Verse grip duplicate handling

Service 3.5 reports certain devices (e.g. the Ruko controller) in both wireless_verse_grip and custom_verse_grip with the same device ID. The wireless view includes Ruko-specific fields (trigger, wheel, directional buttons), while the custom view includes extension_data and generic a/b/c buttons.

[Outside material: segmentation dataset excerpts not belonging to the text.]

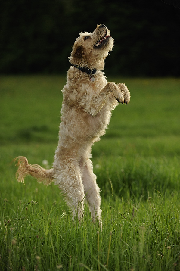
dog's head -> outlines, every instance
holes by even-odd
[[[114,45],[110,33],[102,24],[97,26],[92,33],[81,32],[74,44],[70,62],[82,67],[103,70],[104,59]]]

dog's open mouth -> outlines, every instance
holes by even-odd
[[[94,46],[95,48],[99,48],[101,47],[107,42],[110,36],[110,35],[107,35],[106,36],[103,36],[101,40],[96,43]]]

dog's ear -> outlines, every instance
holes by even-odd
[[[82,58],[83,51],[81,46],[78,46],[74,48],[71,53],[71,56],[76,59],[80,60]]]

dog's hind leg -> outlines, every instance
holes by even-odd
[[[86,198],[88,201],[92,221],[98,220],[102,229],[100,208],[101,198],[100,189],[96,182],[96,176],[92,171],[92,165],[90,159],[86,161],[82,172],[82,182]]]
[[[54,182],[65,197],[73,220],[79,221],[80,224],[83,217],[85,195],[78,163],[70,159],[59,163],[55,170]]]

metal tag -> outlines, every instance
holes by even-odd
[[[91,75],[90,76],[90,80],[91,81],[92,81],[92,82],[94,82],[95,79],[93,75]]]

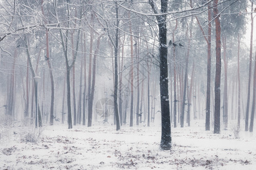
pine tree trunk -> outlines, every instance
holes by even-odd
[[[64,90],[63,90],[63,98],[62,99],[62,111],[61,111],[61,122],[64,124],[65,120],[65,113],[64,113],[64,103],[65,103],[65,91],[66,88],[66,80],[67,80],[67,74],[65,76],[64,83]]]
[[[214,133],[220,133],[220,84],[221,74],[221,26],[220,15],[217,8],[218,0],[213,1],[213,18],[216,27],[216,67],[215,73],[215,99],[214,99]]]
[[[85,125],[86,118],[85,118],[85,105],[86,103],[86,39],[85,39],[85,34],[84,35],[84,92],[82,93],[82,125]]]
[[[222,40],[223,60],[224,61],[224,90],[223,92],[223,122],[225,128],[228,128],[228,59],[226,58],[226,40]]]
[[[255,60],[254,60],[254,75],[253,76],[253,103],[251,107],[251,120],[250,122],[250,132],[253,132],[253,122],[254,121],[254,112],[255,112],[255,105],[256,105],[256,52],[255,54]]]
[[[130,19],[130,12],[129,12],[129,16]],[[130,127],[133,126],[133,37],[132,37],[132,31],[131,31],[131,21],[129,23],[130,24],[130,33],[131,34],[130,36],[130,41],[131,43],[131,105],[130,105]]]
[[[238,80],[238,114],[237,116],[237,128],[240,129],[240,117],[241,117],[241,82],[240,82],[240,35],[238,33],[237,41],[238,42],[238,50],[237,52],[237,79]]]
[[[118,113],[118,106],[117,104],[117,89],[118,88],[118,63],[117,57],[118,52],[118,38],[119,38],[119,18],[118,18],[118,6],[117,1],[115,1],[115,19],[116,26],[115,29],[115,87],[114,90],[114,109],[115,115],[115,120],[117,123],[117,130],[120,129],[120,120]]]
[[[248,89],[247,89],[247,105],[246,105],[246,112],[245,116],[245,130],[248,131],[248,122],[249,122],[249,112],[250,108],[250,98],[251,95],[251,61],[253,58],[253,1],[251,1],[251,36],[250,36],[250,62],[249,62],[249,72],[248,78]]]

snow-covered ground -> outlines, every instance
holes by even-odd
[[[159,150],[160,125],[2,128],[0,169],[256,169],[252,133],[235,139],[233,130],[213,134],[203,121],[193,124],[172,128],[171,151]]]

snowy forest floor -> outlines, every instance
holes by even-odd
[[[236,139],[232,128],[213,134],[203,120],[193,124],[172,128],[171,151],[159,150],[160,125],[2,126],[0,169],[255,169],[255,135],[242,129]]]

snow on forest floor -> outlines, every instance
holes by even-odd
[[[171,151],[159,150],[160,125],[122,126],[118,131],[114,125],[2,128],[1,168],[256,169],[255,135],[241,130],[235,139],[233,130],[213,134],[204,130],[203,121],[194,123],[172,128]]]

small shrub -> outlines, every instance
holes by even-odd
[[[28,132],[23,137],[20,138],[22,142],[35,143],[38,141],[38,138],[34,133]]]

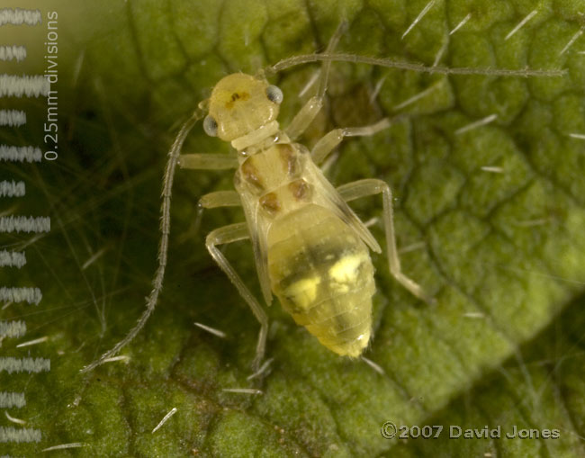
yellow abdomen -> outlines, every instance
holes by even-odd
[[[272,290],[294,320],[335,353],[359,356],[370,339],[374,266],[368,248],[332,211],[308,204],[268,232]]]

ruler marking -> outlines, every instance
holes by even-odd
[[[0,126],[18,127],[26,124],[26,113],[22,110],[0,110]]]
[[[0,217],[0,233],[2,232],[50,232],[50,217],[49,216],[2,216]]]
[[[23,181],[1,181],[0,197],[22,197],[26,194],[26,185]]]
[[[32,427],[15,428],[13,427],[0,427],[0,443],[16,442],[40,442],[40,430]]]
[[[50,371],[50,360],[47,358],[0,358],[0,373],[41,373]]]
[[[28,302],[39,305],[42,292],[39,288],[0,288],[0,301],[4,302]]]
[[[0,75],[0,97],[45,97],[50,91],[50,83],[42,75]]]
[[[13,60],[21,62],[26,58],[26,48],[23,46],[0,46],[0,60]]]
[[[15,393],[12,391],[0,391],[0,408],[12,409],[22,408],[26,406],[24,393]]]
[[[19,269],[26,264],[24,252],[0,251],[0,267],[18,267]]]
[[[0,25],[38,25],[42,22],[40,10],[25,10],[23,8],[2,8],[0,10]]]
[[[26,323],[22,320],[0,321],[0,339],[4,337],[22,337],[26,334]]]

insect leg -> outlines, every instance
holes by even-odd
[[[201,220],[203,216],[204,209],[215,209],[219,207],[241,207],[242,202],[239,194],[235,191],[216,191],[204,194],[199,199],[197,203],[197,216],[195,217],[194,229],[193,232],[199,232]],[[190,230],[191,232],[191,230]]]
[[[428,295],[421,286],[410,278],[402,274],[400,260],[396,248],[396,238],[394,235],[394,220],[392,214],[392,193],[388,184],[382,180],[368,178],[358,180],[338,188],[338,192],[346,202],[350,202],[360,197],[382,193],[383,202],[383,220],[386,232],[386,246],[388,250],[388,262],[391,274],[398,280],[402,286],[409,290],[416,297],[428,303],[433,303],[435,300]]]
[[[343,34],[346,24],[341,22],[338,30],[335,31],[328,44],[325,53],[331,53],[338,46],[339,39]],[[321,64],[320,73],[318,80],[317,94],[310,97],[301,111],[294,116],[289,126],[284,130],[291,140],[298,139],[302,132],[304,132],[309,125],[312,122],[317,116],[317,113],[323,107],[323,99],[325,92],[327,91],[327,82],[329,78],[329,68],[331,67],[331,60],[324,60]]]
[[[212,230],[207,236],[205,245],[213,260],[225,274],[228,275],[231,283],[234,283],[240,296],[244,298],[244,301],[252,309],[252,313],[254,313],[254,316],[260,322],[260,333],[258,334],[258,343],[256,347],[256,357],[254,358],[253,364],[254,369],[257,370],[264,358],[264,353],[266,347],[268,316],[250,290],[246,286],[240,276],[236,273],[231,264],[230,264],[223,253],[217,247],[218,245],[245,240],[249,238],[249,237],[246,223],[239,222]]]
[[[346,127],[344,129],[334,129],[325,134],[313,147],[310,156],[313,162],[317,165],[323,162],[325,157],[337,147],[344,137],[365,137],[374,135],[384,129],[390,127],[391,121],[388,118],[383,118],[375,124],[363,127]]]
[[[175,169],[178,162],[183,143],[187,138],[187,135],[195,125],[197,121],[202,117],[201,110],[195,111],[194,114],[181,126],[179,132],[175,138],[173,146],[168,152],[168,158],[166,160],[166,167],[165,169],[165,177],[163,179],[163,193],[162,193],[162,204],[160,206],[160,244],[158,246],[158,267],[152,279],[152,291],[147,298],[146,310],[140,315],[136,325],[130,332],[118,342],[113,347],[102,355],[98,359],[93,361],[91,364],[84,367],[80,372],[87,373],[93,371],[95,367],[103,364],[107,358],[113,356],[125,346],[127,346],[132,339],[140,332],[144,325],[148,320],[157,306],[158,301],[158,294],[163,289],[163,280],[165,279],[165,270],[166,268],[166,254],[168,251],[168,235],[171,231],[171,194],[173,192],[173,181],[175,178]]]
[[[182,154],[178,164],[181,168],[226,170],[238,168],[238,157],[225,154]]]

By default, duplicates are resolved by keeping the custom view. You can change this at construction time:

use haply::{HaplyDevice, VerseGripDuplicateMode};

// Default: keep custom_verse_grip, hide wireless duplicates
let device = HaplyDevice::new("http://localhost:10001", "ws://localhost:10001/").await?;

// Keep wireless_verse_grip instead (exposes trigger, wheel, Ruko buttons)
let device = HaplyDevice::with_options(
    "http://localhost:10001",
    "ws://localhost:10001/",
    VerseGripDuplicateMode::PreferWireless,
).await?;

// Keep both views (no deduplication)
let device = HaplyDevice::with_options(
    "http://localhost:10001",
    "ws://localhost:10001/",
    VerseGripDuplicateMode::KeepBoth,
).await?;

The same option is available on the standalone HTTP client:

use haply::{http::InverseHttpClient, VerseGripDuplicateMode};

let http = InverseHttpClient::with_options(
    "http://localhost:10001",
    VerseGripDuplicateMode::PreferWireless,
);

The chosen mode applies consistently across both WebSocket state updates and HTTP device queries.

Testing

cargo test              # all tests (unit + integration)

cargo test --lib        # unit tests only

cargo test --test integration_test  # integration tests against mock

The test suite includes serialization round-trips, wire format golden tests, command building, state merging, and end-to-end integration tests against the included mock service.

Profiling (Tracy)

Tracy instrumentation is available behind the tracy feature. Existing log calls are forwarded into Tracy through a tracing bridge in the test_tracy example which recreates the same haptics as in haptic_sample.

cargo run --example test_tracy --features tracy

Project structure

src/
  device.rs               HaplyDevice high-level API
  state.rs                State management + command building
  device_model/           Wire types (devices, commands, enums, primitives, navigation)
  interfaces/http/        HTTP client (system, sessions, settings, device config)
  interfaces/websocket.rs WebSocket client
  interfaces/events.rs    Event channel
  physics.rs              Demo physics helpers (Sphere, Cube)
haply-service-mock/       Mock service for local development
examples/                 8 example apps
tests/                    Integration tests

Coverage gaps

The following 3.5 service features are intentionally not implemented:

  • v3.0 legacy endpoints (GET /3.0/sessions, deprecated POST /force_scale, etc.) -- use the current v3.1/3.5 equivalents
  • HTTP dry-run (execute: false on config POST bodies) -- use the WebSocket execute field instead
  • Typed selector builders -- device and session selectors are passed as &str, not typed enums

Compatibility

Breaking change: Starting with release 1.0.0, the crate targets Haply Inverse Service v3.5+ exclusively. Outgoing commands use 3.5 wire field names (vector instead of values, probe_position instead of probe_cursor_position) and are not compatible with pre-3.5 services. If you need to target an older service version, pin to a prior release of this crate from before 1.0.0.

  • Incoming payloads from older services still deserialize correctly (all 3.5 fields default to None).

Changelog

See CHANGELOG.md for release history.

License

Dual-licensed under MIT or Apache-2.0.